Peter loved my home simulator and wants his home to be simulated
namespace LearningInterfaces
{
    public  class PetersHome:ISimulateHomeActivities
    {

        #region ISimulateHomeActivities Members

        public void CookFood(string foodType)
        {
            Console.WriteLine("We are going to cook " + foodType + " today");
        }

        public void Sleep(string time)
        {
            Console.WriteLine("We  usually sleep at  "+ time);
        }

        public void DoLaundry()
        {
            Console.WriteLine("We  are doing laundry ");
        }

        #endregion
    }
}
Finally lets get the simulation running

using System;
using System.Collections.Generic;
using System.Linq;
using System
namespace m.Text;
LearningInterfaces
{
    class Program
    {
        static void Main(string[] args)
        {    var tallasHome = new TallasHome();
             var petersHome = new PetersHome();
             var activities = new HomeActivities();
             activities.DoActivity(tallasHome, "Rice and Chicken", "10 pm");
             Console.WriteLine("----------------------------------------------");
             activities.DoActivity(petersHome, "Pasta with Fish", "11:30 pm");

        }
    }
}


The simulator running prints out the following------simulating Talla,s and Peter's home

We are doing laundry
We are going to cook Rice and Chicken today
We usually sleep at 10 pm
----------------------------------------------
We are doing laundry
We are going to cook Pasta with Fish today
We usually sleep at 11:30 pm
Press any key to continue . . .

Happy programming ............................

1 comment:

  1. Thanks for this post.

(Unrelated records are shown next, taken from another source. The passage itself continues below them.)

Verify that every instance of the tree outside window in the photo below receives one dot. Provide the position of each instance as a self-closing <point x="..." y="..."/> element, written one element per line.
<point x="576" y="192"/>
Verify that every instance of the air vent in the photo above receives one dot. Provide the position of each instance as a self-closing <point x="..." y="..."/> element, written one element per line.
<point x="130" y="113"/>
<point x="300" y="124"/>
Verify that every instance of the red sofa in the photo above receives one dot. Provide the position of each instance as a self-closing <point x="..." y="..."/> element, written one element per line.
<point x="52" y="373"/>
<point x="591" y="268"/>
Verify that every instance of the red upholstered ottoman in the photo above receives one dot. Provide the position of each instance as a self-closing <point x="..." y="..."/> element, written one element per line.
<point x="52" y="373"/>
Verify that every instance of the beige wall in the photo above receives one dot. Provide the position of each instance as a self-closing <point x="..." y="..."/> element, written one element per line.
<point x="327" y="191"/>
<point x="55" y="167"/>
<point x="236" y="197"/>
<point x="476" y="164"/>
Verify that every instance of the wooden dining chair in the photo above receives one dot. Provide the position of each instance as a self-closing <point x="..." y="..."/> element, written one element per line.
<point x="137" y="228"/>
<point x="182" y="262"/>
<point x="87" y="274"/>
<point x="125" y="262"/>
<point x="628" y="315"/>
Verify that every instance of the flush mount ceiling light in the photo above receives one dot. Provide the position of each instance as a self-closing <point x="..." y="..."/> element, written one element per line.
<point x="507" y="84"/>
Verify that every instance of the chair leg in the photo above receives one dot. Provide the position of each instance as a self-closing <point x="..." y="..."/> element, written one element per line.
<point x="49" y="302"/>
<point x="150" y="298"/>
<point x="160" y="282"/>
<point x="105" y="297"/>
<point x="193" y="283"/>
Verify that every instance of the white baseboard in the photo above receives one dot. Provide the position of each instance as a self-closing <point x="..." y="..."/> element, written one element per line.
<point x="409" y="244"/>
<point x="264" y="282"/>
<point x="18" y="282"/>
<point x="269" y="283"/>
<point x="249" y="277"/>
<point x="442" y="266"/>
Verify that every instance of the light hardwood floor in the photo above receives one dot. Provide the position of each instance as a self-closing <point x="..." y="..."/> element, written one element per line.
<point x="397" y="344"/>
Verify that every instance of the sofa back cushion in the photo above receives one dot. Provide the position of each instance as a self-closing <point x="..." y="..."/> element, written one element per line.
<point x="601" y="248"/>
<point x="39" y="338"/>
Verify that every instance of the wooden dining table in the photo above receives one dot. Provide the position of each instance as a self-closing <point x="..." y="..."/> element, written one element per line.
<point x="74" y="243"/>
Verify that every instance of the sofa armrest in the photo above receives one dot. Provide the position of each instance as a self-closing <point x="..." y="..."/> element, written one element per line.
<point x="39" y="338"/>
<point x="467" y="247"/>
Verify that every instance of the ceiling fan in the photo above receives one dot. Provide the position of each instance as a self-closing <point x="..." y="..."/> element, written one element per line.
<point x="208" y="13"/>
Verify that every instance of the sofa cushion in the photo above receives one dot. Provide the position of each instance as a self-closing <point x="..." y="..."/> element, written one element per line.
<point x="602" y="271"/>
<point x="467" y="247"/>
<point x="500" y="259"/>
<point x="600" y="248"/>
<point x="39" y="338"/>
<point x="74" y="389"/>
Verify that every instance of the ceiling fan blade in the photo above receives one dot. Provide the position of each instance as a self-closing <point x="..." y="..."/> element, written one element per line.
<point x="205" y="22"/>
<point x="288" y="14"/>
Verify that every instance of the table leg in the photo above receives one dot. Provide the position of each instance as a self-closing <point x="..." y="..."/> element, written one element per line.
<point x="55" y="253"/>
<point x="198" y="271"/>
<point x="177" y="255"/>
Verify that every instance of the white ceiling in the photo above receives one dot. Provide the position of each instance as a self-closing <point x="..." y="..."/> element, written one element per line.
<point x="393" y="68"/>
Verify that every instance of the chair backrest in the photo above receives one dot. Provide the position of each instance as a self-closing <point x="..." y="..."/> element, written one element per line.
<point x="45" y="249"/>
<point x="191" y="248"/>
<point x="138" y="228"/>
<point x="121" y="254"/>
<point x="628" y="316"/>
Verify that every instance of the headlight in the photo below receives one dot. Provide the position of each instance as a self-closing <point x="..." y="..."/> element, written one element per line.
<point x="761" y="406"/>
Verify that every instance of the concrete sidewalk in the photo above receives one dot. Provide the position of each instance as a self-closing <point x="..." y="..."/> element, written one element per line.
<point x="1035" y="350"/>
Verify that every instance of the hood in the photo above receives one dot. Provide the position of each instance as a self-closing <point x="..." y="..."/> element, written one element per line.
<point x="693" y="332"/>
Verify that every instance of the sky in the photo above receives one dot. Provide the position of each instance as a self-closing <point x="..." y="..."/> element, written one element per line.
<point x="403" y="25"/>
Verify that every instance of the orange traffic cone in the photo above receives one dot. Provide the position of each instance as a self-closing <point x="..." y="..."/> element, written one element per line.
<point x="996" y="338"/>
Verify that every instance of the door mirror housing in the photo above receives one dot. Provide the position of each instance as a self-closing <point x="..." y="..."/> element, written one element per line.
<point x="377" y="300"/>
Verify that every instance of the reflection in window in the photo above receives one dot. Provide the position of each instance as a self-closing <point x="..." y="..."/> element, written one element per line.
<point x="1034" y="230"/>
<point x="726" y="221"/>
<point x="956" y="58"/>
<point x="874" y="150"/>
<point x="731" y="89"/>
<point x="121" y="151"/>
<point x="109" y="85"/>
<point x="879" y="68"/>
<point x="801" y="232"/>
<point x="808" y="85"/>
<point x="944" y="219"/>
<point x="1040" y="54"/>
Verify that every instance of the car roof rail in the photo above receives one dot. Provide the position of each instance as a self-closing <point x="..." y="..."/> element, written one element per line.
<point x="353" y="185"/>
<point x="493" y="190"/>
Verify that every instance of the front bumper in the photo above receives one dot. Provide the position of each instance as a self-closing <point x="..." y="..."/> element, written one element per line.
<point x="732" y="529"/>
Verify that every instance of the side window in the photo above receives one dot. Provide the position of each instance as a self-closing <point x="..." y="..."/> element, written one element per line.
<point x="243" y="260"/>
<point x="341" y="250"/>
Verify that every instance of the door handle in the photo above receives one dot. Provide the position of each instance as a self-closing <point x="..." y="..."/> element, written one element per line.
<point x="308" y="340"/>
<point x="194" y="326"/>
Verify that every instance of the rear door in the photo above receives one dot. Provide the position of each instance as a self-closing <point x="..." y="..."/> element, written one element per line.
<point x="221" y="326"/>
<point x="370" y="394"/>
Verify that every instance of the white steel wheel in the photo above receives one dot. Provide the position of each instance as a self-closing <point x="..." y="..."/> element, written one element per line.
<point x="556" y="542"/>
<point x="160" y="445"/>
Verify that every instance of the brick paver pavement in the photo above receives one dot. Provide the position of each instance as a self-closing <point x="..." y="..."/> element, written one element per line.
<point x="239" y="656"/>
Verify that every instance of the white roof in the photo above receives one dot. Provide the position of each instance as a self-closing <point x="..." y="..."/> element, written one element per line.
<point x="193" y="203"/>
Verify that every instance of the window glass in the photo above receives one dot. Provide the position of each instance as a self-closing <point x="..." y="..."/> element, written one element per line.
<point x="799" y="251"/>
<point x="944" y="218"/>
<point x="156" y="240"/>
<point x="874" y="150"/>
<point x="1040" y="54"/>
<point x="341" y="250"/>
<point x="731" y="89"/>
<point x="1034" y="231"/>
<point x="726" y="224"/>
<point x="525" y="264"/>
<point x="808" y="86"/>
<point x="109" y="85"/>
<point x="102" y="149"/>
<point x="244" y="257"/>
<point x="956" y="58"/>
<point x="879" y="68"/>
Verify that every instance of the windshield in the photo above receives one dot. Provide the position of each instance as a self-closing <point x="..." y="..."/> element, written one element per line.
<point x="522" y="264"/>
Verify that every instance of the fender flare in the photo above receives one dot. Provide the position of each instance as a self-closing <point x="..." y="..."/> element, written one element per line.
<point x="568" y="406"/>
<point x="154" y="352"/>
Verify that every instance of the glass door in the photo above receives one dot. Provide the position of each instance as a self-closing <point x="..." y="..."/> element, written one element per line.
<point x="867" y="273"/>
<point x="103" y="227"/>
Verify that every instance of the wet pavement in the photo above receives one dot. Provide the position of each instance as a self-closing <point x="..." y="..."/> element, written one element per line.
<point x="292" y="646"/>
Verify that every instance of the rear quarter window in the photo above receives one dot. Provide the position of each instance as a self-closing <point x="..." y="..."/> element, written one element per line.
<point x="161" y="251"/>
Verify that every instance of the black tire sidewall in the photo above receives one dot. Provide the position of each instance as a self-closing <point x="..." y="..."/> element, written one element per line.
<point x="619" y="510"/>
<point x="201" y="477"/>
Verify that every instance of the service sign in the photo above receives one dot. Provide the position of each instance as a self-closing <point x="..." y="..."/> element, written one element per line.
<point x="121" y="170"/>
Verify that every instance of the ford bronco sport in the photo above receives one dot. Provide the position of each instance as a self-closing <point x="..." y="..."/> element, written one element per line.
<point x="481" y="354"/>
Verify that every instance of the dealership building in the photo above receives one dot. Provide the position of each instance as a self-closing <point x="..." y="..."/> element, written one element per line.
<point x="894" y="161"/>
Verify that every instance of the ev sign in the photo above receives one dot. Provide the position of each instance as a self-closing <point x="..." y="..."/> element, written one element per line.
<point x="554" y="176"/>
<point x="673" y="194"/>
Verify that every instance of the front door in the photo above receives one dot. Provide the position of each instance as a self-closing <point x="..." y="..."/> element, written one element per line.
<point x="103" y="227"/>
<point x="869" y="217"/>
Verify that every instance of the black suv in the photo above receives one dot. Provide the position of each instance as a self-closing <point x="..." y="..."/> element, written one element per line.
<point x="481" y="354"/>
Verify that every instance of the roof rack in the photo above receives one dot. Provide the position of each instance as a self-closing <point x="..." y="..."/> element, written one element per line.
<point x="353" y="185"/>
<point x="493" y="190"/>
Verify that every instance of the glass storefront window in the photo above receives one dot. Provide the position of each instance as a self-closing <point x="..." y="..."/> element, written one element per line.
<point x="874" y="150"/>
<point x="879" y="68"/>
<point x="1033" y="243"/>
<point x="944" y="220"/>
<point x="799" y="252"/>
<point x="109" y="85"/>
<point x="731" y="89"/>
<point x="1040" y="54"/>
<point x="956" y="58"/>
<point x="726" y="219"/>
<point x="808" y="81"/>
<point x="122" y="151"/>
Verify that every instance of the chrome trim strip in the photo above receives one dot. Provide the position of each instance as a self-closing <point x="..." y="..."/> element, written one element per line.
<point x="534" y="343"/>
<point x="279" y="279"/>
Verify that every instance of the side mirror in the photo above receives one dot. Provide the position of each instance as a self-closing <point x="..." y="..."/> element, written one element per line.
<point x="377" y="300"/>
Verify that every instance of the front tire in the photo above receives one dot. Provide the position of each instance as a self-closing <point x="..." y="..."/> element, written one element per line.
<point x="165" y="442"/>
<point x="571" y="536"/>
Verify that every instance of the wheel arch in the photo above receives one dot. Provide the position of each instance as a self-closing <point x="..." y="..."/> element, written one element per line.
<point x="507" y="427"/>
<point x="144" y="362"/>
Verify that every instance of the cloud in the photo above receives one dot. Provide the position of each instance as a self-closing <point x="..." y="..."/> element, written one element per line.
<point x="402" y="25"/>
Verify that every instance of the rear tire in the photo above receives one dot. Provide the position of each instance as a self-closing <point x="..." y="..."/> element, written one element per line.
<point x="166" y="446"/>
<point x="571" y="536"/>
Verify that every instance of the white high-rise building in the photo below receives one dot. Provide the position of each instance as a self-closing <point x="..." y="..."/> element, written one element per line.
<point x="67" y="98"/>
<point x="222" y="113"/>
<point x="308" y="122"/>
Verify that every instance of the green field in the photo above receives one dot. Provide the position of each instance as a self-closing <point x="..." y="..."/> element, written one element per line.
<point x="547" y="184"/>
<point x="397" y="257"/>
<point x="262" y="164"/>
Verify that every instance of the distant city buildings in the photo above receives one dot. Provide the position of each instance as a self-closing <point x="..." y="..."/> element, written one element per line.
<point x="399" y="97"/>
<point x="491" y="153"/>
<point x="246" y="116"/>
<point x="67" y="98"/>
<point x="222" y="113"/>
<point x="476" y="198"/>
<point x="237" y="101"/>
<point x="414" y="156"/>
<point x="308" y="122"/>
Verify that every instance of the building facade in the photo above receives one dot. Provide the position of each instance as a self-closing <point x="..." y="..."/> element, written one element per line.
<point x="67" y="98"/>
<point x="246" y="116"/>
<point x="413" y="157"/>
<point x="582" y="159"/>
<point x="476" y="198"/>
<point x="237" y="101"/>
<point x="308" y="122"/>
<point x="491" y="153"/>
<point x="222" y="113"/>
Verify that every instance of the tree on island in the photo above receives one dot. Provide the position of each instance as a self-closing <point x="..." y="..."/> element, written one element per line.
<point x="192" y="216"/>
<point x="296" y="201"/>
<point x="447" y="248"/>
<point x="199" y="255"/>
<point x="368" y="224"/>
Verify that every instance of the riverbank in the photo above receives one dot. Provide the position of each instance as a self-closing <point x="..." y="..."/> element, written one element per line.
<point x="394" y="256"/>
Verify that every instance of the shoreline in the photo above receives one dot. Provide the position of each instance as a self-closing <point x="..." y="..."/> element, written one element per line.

What you've written here is exactly what I have read from other developers as well. I understand the concept of interfaces. Here is my exact situation, I am using the repository pattern in laravel wherein my code is organized as follows (model-repository-interface-controller->view). In a typical controller constructor, I am injecting the interface like so

    public function __construct(IAdminRepository $admin){
    $this->admin = $admin;
    }

    A concrete class AdminRepository implements the method defined in the interface IAdminRepository. How would testing had been difficult if I didn't have the interface IAdminRepository? (possible to go this route with the framework) and just inject the concrete object directly like below:

    public function __construct(AdminRepository $admin){
    $this->admin = $admin;
    }

    I am doing it like this because I have read that TDD is easier, extending the app is easier, etc but I really wanna appreciate the concept.